NEWS schleuste sich beim Versandgiganten ein und zeigt, was keiner sehen soll

Arbeiter schuften im Amazon-Lager. © Bild: Oli Scarff/Getty Images

Am Montag haben Amazon-Mitarbeiter in Deutschland wieder gestreikt. Für bessere Verträge, für erträgliche Arbeitsbedingungen. Ist es um die Zustände beim Versandgiganten wirklich so schlecht bestellt? NEWS-Reporterin Nina Strasser hat 14 Tage im Amazon-Lager in Leipzig geschuftet und dabei Tagebuch geführt.

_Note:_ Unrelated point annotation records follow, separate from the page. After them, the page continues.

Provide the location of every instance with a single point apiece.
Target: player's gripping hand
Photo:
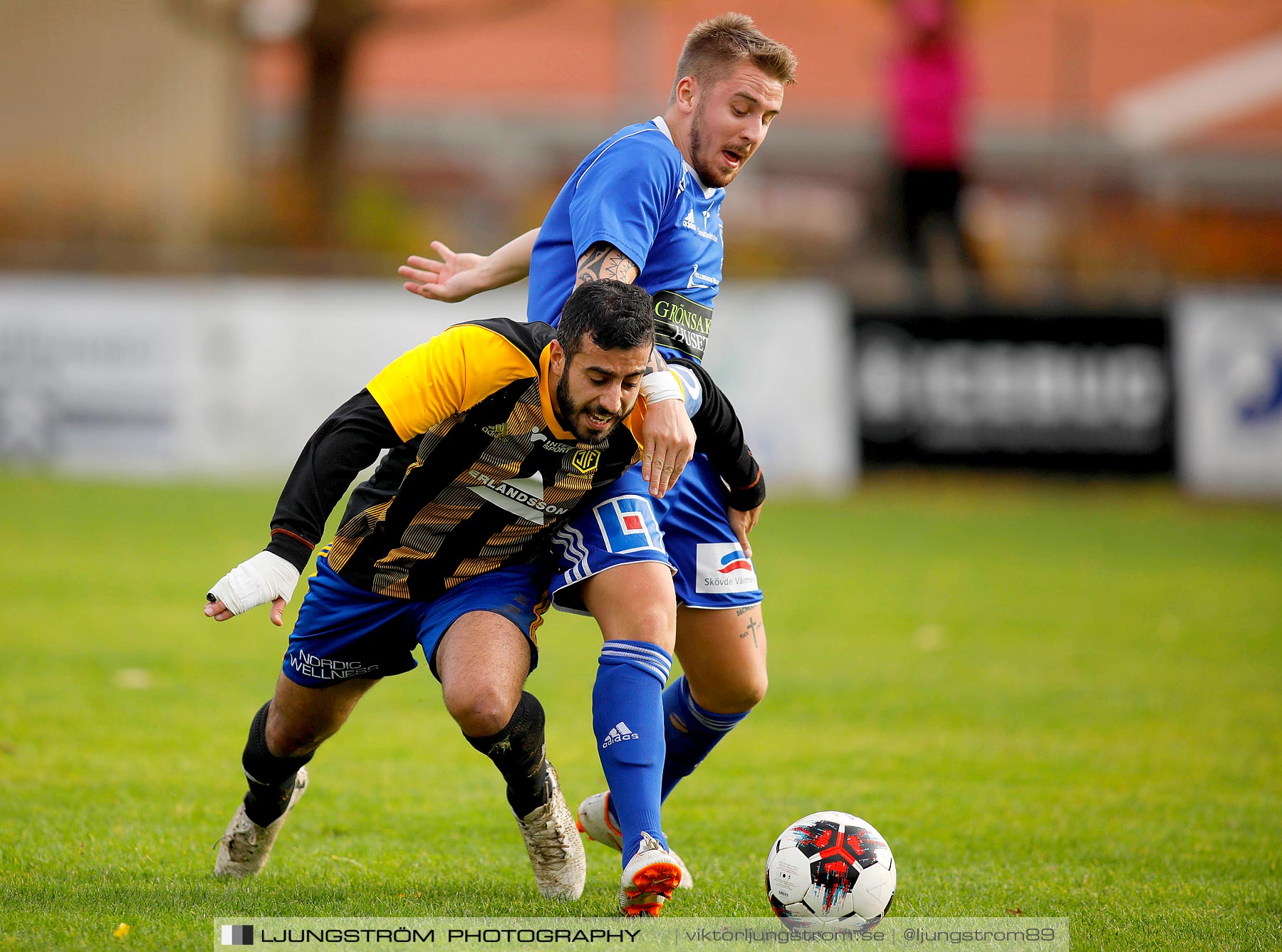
(454, 278)
(264, 578)
(741, 522)
(667, 434)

Tag 1: Ich werde Amazonierin

Für 13 Uhr bin ich für den "Orientierungstag“ bei Amazon Leipzig bestellt, um den Arbeitsvertrag zu unterschreiben. Ich bin eine halbe Stunde zu früh dran. In der Kantine, wo ich warte, mache ich mich mit dem Essensangebot vertraut. Putengulasch mit Spätzle um 2,90 Euro ist günstig - für einen Vegetarier wie mich kommt es ebenso wenig in Frage wie Bockwurst oder Hackebällchen. Ich beschließe, dass ich nicht alles testen muss.

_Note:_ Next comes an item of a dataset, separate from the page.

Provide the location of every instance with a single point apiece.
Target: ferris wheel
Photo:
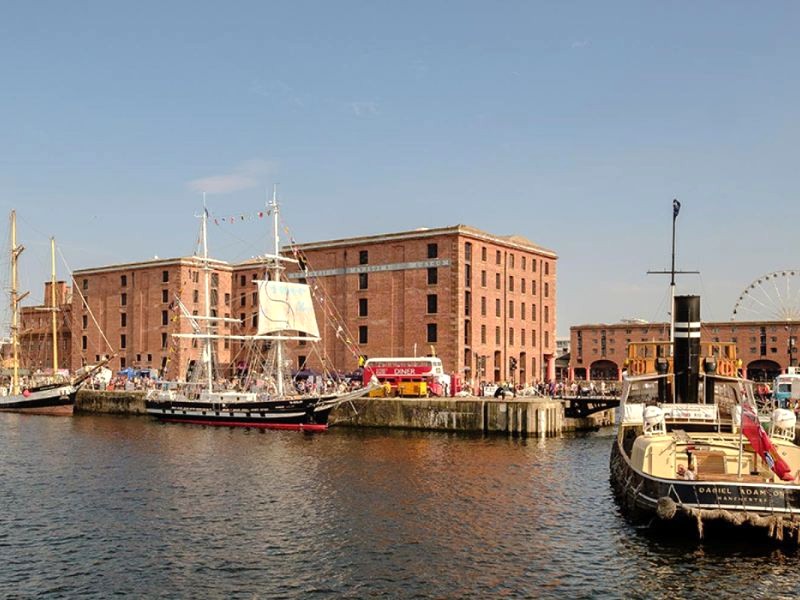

Schon Wochen zuvor habe ich bei einem Massenbewerbungs-Tag einen Eignungstest bestanden - und zwar so gut, dass ich mir aussuchen durfte, in welchem von vier Bereichen ich meinen Schichtdienst versehen werde. Zur Auswahl: Receive, Stow, Pick oder Pack.

»Die Arbeitssprache bei Amazon ist Englisch«

Englisch, das muss man wissen, ist bei Amazon Arbeitssprache. Receiver und Packer stehen acht Stunden, Picker und Stower sind acht Stunden unterwegs - das macht bis zu 15 Kilometer am Tag. In einem Amazon-Vorststellungsvideo sagte eine lachende Amazonierin: "Hier spare ich mir sogar das Fitnessstudio.“ Das hat mich überzeugt. Ich habe mich deshalb für Stow, also das Schlichten, entschieden.

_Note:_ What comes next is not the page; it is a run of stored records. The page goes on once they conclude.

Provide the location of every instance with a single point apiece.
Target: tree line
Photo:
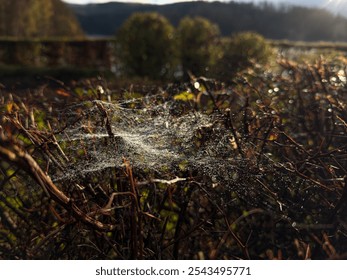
(272, 21)
(37, 18)
(150, 46)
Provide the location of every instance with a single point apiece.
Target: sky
(337, 6)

Uns wird der Vertrag erklärt, er ist mehrere Seiten lang. Teil davon ist der "Code of Business Conduct and Ethics“. Darin werde ich angehalten, bei der "Ethics-Hotline“ anzurufen, falls ich jemanden beobachte, der in einem Interessenskonflikt mit Amazon steht. Meine Daten werden in Amerika gespeichert. Auch die gesundheitlichen. Ich fühle mich beobachtet - und unterschreibe.

Als wir über die Sicherheitsvorschriften belehrt werden, schläft mein Sitznachbar schon. Wertgegenstände wie Handys dürfen nicht ins Betriebsgelände. Jeder, der die Halle wieder verlässt, muss durch eine Sicherheitsschleuse. Die funktioniert wie jene am Flughafen, mit dem Unterschied, dass es darum geht, nichts hinaus zu schmuggeln statt eben hinein.

Einem Grufti versichern die Amazon-Mitarbeiterinnen, dass er auch in Warnweste gut aussehen wird. Ich klemme meine neue Amazon-Brotbox unter den Arm und gehe.

Tag 2: Verdienst 9,55 brutto

Ich habe Spätschicht. Start 15 Uhr, Ende 23.30. Hin- und zurück fahre ich je eine Stunde mit der Straßenbahn.

Ich lerne weitere Neuankömmlinge kennen. Eine junge Spanierin ist wegen der Krise nach Deutschland gekommen. In ihrer Heimat hat sie studiert, hier ist sie froh, einen Job zu haben, in dem sie wenig reden muss. Zwei Mütter aus Leipzig, an die 30 Jahre alt, eine mit einem, die andere mit drei Kindern. Der Mann der zweiten arbeitet ebenfalls bei Amazon. Er in der einen Schicht, sie in der anderen. Sie sehen sich nicht mehr, aber die Kinder sind versorgt.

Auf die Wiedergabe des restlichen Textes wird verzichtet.